The critic defends the piece because he thinks it is a good thing that we have discussions about serious issues in the opera house, a position that few would dispute. Yet in making that argument, Kennicott and the Met itself are being more than a little disingenuous. There are, after all, a lot of issues that no one wants debated in the public square, let alone in the opera house or concert hall. No one, or at least no one who had any hope of getting their work produced at the Met or any other respected arts institution, would seek to make similar comparisons between say, African-American victims of lynchings and the Ku Klux Klan or between blacks subjugated by apartheid and white South Africans. That is true despite the fact that a composer could give us choruses depicting the suffering of Confederates during and after the Civil War or the wrongs done to Afrikaners in the past, much like that of the Palestinians who are meant to humanize the terrorists who shoot the old Jew Klinghoffer and throw his body overboard. Nor did John Adams choose to use his much praised choral work commemorating the 9/11 attacks, On the Transmigration of Souls, to explain the reasons why Islamists think they have a bone to pick with the West.

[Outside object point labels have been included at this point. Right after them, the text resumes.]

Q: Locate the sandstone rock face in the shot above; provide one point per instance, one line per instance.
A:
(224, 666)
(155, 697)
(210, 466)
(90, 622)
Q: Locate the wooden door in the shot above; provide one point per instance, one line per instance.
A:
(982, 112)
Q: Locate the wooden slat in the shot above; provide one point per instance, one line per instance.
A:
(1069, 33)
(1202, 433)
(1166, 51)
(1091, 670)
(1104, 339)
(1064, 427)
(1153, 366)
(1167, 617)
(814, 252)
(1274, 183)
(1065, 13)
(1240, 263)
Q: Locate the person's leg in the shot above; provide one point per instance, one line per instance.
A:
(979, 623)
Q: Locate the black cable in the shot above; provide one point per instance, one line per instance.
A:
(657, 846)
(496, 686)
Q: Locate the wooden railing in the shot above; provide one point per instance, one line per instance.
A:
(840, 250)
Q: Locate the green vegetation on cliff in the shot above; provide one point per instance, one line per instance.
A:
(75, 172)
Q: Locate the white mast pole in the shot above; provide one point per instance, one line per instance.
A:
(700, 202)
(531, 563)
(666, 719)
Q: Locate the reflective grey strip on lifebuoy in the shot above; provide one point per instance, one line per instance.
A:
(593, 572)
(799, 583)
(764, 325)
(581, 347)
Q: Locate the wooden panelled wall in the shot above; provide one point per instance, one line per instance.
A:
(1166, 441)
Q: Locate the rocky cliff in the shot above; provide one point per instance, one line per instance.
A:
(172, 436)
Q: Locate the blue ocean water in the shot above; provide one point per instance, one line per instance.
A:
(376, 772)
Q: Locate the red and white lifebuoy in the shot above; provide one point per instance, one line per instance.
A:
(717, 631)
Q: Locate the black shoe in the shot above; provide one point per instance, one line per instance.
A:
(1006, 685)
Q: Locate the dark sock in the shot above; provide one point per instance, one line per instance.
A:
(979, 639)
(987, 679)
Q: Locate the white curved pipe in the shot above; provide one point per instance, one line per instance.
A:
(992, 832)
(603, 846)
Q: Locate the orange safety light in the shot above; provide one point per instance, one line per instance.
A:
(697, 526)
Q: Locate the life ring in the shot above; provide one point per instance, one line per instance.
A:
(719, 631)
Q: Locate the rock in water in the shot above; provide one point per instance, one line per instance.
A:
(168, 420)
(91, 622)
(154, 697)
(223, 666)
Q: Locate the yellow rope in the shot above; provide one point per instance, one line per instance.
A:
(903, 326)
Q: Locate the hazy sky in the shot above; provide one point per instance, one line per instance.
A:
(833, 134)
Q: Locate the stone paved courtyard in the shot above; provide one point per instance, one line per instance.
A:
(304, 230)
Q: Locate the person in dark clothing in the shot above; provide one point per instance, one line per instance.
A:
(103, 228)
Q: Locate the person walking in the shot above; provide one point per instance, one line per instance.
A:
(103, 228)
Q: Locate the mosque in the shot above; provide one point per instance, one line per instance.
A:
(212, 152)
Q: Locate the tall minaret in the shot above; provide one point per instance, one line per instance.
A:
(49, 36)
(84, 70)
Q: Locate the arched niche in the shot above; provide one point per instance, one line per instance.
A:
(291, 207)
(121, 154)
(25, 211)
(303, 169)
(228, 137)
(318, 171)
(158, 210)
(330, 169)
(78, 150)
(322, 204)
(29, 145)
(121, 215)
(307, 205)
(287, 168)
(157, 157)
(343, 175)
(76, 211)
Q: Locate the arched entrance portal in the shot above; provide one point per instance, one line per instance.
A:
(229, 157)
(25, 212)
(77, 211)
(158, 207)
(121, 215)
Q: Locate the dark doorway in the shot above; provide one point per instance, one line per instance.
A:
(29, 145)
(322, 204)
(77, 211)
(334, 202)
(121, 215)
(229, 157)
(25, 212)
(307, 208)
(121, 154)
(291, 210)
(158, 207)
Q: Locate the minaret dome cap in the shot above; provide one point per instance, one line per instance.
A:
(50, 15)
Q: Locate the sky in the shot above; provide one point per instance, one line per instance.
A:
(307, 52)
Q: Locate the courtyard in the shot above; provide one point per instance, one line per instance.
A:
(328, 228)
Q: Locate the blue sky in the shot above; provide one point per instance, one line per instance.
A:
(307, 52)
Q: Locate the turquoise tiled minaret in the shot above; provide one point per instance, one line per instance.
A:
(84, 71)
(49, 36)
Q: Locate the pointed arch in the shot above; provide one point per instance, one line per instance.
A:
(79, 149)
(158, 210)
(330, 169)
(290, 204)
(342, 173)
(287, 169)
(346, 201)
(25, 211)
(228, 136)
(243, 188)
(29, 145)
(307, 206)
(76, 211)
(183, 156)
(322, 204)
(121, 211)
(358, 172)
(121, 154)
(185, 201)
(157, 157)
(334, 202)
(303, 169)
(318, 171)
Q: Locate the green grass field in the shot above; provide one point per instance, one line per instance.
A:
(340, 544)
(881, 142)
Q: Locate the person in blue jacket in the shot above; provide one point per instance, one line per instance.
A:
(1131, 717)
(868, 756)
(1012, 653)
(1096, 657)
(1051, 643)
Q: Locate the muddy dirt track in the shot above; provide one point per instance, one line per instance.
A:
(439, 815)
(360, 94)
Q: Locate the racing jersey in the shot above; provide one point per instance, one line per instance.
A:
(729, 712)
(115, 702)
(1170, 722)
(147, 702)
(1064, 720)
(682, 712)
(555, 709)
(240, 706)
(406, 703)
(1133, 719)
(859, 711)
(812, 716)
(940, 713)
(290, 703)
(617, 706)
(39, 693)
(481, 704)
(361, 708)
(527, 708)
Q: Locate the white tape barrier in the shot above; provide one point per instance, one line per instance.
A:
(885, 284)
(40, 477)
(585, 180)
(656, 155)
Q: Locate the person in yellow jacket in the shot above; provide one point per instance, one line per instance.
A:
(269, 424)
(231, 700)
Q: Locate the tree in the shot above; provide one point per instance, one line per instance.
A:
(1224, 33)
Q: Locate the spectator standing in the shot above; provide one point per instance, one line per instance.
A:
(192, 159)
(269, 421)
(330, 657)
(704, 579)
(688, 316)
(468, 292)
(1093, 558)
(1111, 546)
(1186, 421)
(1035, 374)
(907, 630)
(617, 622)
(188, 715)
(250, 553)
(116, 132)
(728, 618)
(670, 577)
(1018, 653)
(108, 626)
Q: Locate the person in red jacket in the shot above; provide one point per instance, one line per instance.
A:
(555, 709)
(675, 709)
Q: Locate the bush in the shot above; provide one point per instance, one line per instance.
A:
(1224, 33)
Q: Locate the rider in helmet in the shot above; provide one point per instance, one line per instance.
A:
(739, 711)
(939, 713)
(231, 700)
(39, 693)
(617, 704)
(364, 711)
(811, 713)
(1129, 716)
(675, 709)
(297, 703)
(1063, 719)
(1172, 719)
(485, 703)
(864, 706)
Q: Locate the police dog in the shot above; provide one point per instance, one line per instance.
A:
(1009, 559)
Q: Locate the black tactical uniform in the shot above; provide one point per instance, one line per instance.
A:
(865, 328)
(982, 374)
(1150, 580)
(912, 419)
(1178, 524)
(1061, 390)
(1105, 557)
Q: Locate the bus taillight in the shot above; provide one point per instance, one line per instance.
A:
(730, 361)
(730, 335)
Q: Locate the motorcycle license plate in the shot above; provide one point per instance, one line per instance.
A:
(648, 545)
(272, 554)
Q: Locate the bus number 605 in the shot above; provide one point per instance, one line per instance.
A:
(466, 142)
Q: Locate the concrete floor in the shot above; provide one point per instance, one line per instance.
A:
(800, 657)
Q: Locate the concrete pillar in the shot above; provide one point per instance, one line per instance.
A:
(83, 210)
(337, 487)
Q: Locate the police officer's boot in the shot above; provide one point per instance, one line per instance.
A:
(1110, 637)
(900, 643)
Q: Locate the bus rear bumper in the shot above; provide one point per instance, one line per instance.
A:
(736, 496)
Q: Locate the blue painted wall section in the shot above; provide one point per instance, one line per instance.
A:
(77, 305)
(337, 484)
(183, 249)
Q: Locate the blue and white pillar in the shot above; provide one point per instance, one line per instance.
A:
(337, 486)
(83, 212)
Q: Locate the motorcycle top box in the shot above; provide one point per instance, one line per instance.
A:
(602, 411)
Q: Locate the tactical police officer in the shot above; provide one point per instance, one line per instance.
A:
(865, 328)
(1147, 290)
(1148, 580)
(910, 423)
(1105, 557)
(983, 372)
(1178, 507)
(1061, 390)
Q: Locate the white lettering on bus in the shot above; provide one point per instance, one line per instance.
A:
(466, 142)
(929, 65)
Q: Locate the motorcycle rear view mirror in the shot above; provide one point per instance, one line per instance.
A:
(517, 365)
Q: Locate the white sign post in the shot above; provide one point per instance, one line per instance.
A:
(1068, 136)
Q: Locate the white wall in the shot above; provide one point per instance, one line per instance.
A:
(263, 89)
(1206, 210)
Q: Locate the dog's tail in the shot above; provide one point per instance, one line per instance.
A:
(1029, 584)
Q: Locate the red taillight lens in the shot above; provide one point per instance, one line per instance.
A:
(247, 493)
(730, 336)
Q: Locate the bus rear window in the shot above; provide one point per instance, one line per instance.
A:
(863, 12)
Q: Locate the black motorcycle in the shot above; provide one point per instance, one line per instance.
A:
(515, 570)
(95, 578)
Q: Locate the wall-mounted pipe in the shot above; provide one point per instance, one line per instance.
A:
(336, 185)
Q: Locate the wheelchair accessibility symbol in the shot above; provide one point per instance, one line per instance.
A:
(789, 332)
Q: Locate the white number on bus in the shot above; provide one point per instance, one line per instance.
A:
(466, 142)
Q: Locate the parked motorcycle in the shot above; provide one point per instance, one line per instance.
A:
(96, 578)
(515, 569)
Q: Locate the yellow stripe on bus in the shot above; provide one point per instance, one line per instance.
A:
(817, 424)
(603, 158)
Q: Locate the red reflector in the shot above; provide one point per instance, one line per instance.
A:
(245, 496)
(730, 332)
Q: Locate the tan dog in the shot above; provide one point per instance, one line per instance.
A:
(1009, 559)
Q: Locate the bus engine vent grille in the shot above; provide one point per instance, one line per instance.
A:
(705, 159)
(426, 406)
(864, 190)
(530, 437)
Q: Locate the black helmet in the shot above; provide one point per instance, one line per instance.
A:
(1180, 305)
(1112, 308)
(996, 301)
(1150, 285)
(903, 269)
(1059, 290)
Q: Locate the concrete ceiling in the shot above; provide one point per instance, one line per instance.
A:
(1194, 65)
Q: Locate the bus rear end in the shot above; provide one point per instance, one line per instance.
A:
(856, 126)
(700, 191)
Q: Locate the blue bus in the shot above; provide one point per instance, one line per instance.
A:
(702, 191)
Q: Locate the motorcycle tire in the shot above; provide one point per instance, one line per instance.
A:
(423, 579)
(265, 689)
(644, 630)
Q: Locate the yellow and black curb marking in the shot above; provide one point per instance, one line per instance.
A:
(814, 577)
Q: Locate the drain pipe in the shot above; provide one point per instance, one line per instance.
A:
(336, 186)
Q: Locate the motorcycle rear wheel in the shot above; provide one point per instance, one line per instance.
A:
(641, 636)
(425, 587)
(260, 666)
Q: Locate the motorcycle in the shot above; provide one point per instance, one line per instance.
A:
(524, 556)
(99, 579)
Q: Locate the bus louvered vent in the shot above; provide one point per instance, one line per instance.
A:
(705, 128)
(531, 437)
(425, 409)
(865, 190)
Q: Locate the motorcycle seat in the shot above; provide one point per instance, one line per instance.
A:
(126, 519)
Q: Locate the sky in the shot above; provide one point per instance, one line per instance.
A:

The reason why the Met doesn’t produce operas rationalizing Jim Crow or apartheid and the classical music world doesn’t celebrate al-Qaeda is not because the arts world doesn’t embrace works that stir up emotions or are controversial. Kennicott is right when he says there is a consensus about that being the business of artists. We don’t hear such pieces because there is also also a consensus that racism is beyond the pale of such discussions and may not be justified even in the guise of high art. What Klinghoffer’s critics have noticed and its defenders seek to ignore is that the opera’s embrace by arts and media Mandarins illustrates that they consider Jew hatred to fall under the rubric of those expressions that may be debated rather than one that should be merely condemned by members of decent society as they would racism.

It is an unfortunate fact that in recent years forms of anti-Semitism have crept in from the margins of society and been mainstreamed. That is exactly what an opera that rationalizes the murder of an old man merely because he was a Jew does. This is not an issue on which intellectuals should think themselves free to agree to disagree. That is why those who are angry about the Met’s decision are right and the arts community and anyone else who embraces this deplorable decision are not merely wrong but opening the door to a new era of anti-Semitism.